Wine Route

Wine Route (4)

Santorini is famous for many reasons: its sumptuous beaches, its volcanic landscapes, its sunsets and of course its delicious wines. You only need to take a stroll around the island to appreciate that vineyards form an essential part of the landscape, culture and identity, as well as a growing tourist attraction.

If we go back a few thousand years, we can see that wine production has been one of the main activities on Santorini for centuries. Its origins date back more than 3500 years, and in 1700 BC trade was experiencing a major boom and had an enviable reputation. This tradition has been passed from father to son, leading to a rich wine heritage.

The microclimate of the island and its lava-rich fertile porous soil are key to the distinctive flavour and quality of the grapes. These are used to produce exquisite wines such as Nykteri, Vinsanto and Brusco. If you want to sample these, numerous wineries open their doors to the public to demonstrate the winemaking process and offer wine-tasting sessions.

These include Canava Roussos, one of the oldest wineries on the island and operational since 1836. This is a family business that has passed its secrets to creating a memorable product from generation to generation. Another interesting winery worth visiting is Hatzidakis, since it is located in an underground cellar that is hidden by vast vineyards. Boutari winery, which is owned by the famous Greek wine maker, is also very popular.

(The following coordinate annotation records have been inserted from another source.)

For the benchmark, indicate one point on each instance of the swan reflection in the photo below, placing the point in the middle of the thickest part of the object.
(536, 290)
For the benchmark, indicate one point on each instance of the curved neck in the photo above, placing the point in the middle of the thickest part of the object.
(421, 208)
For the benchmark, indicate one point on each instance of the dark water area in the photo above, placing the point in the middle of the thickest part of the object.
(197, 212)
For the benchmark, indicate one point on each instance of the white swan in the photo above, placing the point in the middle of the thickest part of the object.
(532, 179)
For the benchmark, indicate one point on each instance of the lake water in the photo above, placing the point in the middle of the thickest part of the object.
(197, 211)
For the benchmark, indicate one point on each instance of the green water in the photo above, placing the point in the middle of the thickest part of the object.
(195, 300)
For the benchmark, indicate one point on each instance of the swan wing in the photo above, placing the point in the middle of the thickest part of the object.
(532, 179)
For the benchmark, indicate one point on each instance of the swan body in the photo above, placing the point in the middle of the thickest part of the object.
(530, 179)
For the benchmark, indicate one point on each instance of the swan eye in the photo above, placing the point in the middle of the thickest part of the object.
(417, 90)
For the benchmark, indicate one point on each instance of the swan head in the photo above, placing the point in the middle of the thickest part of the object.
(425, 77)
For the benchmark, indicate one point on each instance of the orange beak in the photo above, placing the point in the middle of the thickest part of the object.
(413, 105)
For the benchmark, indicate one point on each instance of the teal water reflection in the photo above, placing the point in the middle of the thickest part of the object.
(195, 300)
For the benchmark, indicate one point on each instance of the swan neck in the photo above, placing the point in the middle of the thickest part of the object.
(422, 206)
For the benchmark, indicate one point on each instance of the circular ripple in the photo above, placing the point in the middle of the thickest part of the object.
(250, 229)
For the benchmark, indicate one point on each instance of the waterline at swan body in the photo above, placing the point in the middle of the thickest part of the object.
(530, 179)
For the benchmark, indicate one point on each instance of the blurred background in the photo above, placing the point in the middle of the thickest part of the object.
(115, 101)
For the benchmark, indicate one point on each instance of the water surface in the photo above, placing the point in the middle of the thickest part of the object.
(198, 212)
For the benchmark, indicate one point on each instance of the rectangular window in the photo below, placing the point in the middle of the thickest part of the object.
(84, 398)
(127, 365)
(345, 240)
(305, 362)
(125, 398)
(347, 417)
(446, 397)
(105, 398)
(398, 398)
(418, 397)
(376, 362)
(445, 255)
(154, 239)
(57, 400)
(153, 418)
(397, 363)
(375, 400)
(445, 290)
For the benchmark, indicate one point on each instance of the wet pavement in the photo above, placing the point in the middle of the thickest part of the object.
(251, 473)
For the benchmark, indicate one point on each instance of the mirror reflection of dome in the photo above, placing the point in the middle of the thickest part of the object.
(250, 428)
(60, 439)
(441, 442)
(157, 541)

Whether you choose to visit a winery or prefer to enjoy a fine glass of wine on a terrace overlooking magnificent views, you mustn't miss out on two different varieties: Nykteri and Vinsanto.

Nykteri is a dry and lively white wine, sharp like a Riesling and sensual like a sparkling wine. When drunk young, the sulphur-rich volcanic nature of the soil is revealed.

If you opt for the famous Vinsanto, you'll discover one of the oldest wines in the world, since it was already being produced in Homer's time. It is a naturally sweet wine. Vinsanto means "wine of Santorini" and not "holy wine", as it is translated in Tuscany, where a similar wine is made. 

And if you're curious at heart, don't forget to try ouzo, a traditional liqueur with a flavour very similar to anisette and licorice, which the locals drink during family celebrations. Cheers!